Jim loves God. He appears to love his wife and kids very much; he’s a leader in the church. He looks a lot like you and me.
Jim, however, has a secret. He’s been living a double life for some time. At first it bothered him a lot, but not so much anymore—he has developed a calloused heart. His conscience is seared from neglect.
That could explain why he is so indifferent to a sin that is eroding the very foundation of who he is and what he says he values most. It would not be near as hard to understand if he was faithless, foolish, or openly rebellious. While people tell him he’s a “good man” all the time, Jim knows he is living in a house of cards. He has been keeping up the façade for so long that even he’s been able to compartmentalize his sin. That’s why Jim did not confess, but had to get caught.

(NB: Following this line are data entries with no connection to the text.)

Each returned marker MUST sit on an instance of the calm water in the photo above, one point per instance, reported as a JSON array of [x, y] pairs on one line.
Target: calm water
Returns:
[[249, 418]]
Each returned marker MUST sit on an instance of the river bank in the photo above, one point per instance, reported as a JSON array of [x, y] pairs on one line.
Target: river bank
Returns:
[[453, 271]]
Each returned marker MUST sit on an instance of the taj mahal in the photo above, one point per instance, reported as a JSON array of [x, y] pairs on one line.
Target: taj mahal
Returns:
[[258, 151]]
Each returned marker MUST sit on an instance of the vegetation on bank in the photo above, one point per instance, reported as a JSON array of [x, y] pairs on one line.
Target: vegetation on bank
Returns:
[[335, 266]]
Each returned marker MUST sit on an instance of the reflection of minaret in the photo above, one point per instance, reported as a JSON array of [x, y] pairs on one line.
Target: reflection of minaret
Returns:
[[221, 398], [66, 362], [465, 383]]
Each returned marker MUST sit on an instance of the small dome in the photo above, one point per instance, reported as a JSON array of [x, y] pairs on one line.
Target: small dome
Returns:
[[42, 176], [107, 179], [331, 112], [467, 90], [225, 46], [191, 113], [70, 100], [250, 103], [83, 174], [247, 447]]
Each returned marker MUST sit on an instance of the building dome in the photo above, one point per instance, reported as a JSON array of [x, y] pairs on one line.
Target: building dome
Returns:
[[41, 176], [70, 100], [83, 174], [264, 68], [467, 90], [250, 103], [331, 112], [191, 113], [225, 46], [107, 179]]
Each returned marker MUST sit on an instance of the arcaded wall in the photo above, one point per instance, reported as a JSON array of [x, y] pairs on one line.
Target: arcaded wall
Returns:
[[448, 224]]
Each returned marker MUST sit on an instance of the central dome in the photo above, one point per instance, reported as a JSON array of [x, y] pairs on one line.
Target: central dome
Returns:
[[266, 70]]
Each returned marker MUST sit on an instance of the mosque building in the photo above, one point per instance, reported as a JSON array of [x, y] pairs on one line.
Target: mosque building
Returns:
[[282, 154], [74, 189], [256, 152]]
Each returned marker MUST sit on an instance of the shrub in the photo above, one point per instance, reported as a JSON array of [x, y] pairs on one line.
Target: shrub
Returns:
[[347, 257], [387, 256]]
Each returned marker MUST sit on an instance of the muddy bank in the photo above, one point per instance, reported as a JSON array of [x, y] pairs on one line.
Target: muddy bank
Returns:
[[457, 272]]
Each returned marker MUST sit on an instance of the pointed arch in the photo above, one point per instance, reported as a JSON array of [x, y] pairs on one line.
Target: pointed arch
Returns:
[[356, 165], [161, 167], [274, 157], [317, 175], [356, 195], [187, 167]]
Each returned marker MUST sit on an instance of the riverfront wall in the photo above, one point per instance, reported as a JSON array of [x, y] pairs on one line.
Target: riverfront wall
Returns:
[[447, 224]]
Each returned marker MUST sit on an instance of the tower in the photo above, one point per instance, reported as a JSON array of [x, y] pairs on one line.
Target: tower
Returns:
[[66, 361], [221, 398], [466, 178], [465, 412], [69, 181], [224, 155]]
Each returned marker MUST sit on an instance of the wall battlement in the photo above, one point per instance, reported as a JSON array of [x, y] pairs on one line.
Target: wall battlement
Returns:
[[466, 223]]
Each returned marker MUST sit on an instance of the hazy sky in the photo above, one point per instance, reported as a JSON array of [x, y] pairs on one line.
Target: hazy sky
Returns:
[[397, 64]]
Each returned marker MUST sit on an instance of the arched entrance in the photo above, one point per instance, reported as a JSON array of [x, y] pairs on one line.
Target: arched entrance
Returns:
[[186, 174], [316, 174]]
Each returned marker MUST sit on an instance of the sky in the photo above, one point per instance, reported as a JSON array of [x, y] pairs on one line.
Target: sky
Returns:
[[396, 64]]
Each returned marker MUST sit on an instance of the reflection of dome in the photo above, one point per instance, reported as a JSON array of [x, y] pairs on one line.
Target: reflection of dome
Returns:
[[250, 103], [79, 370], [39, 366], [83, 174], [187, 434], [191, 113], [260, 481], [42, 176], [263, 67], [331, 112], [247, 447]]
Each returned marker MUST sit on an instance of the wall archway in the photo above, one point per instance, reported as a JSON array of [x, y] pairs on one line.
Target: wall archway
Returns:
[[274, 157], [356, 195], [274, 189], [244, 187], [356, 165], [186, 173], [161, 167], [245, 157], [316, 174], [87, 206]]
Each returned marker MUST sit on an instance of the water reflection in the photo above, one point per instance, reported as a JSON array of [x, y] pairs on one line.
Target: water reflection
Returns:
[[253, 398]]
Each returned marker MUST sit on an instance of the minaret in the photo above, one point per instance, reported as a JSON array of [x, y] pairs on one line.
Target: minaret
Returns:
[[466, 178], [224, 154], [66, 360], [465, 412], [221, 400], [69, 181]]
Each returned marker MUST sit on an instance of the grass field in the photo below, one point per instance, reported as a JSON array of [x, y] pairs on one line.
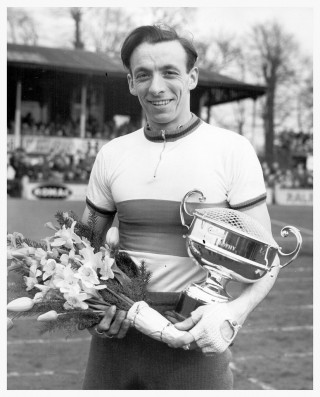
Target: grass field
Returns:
[[273, 351]]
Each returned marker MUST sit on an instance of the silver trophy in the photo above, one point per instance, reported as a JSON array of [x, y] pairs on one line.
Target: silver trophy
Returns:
[[231, 246]]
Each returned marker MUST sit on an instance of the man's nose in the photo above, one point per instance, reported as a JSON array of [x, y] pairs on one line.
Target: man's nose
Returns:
[[157, 85]]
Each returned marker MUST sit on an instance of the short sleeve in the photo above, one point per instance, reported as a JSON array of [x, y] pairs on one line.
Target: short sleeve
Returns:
[[99, 196], [247, 186]]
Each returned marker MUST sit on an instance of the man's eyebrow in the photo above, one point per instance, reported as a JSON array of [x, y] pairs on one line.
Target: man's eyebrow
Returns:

The World’s Perspective: Recovery
The world would say Jim is a sex addict. He is driven by a desire that he cannot control. He can’t help himself, at least not without sex addiction counseling. Even then he will always be an “addict in recovery” at best.
There are no shortage of theories about the physiology, emotional dysfunction, and addictive cycle of a person struggling with pornography. We can learn from this for sure, but the issue goes deeper. Jim is in trouble.
He is “addicted,” but, unless we look past the symptoms and cycles of behavior, we too will be tempted to think there is little hope for real freedom. The revolving door of recovery dooms him to a more damaging cycle of conforming, performing, falling, shame, more sin, more therapy, more performing…where is the hope in that?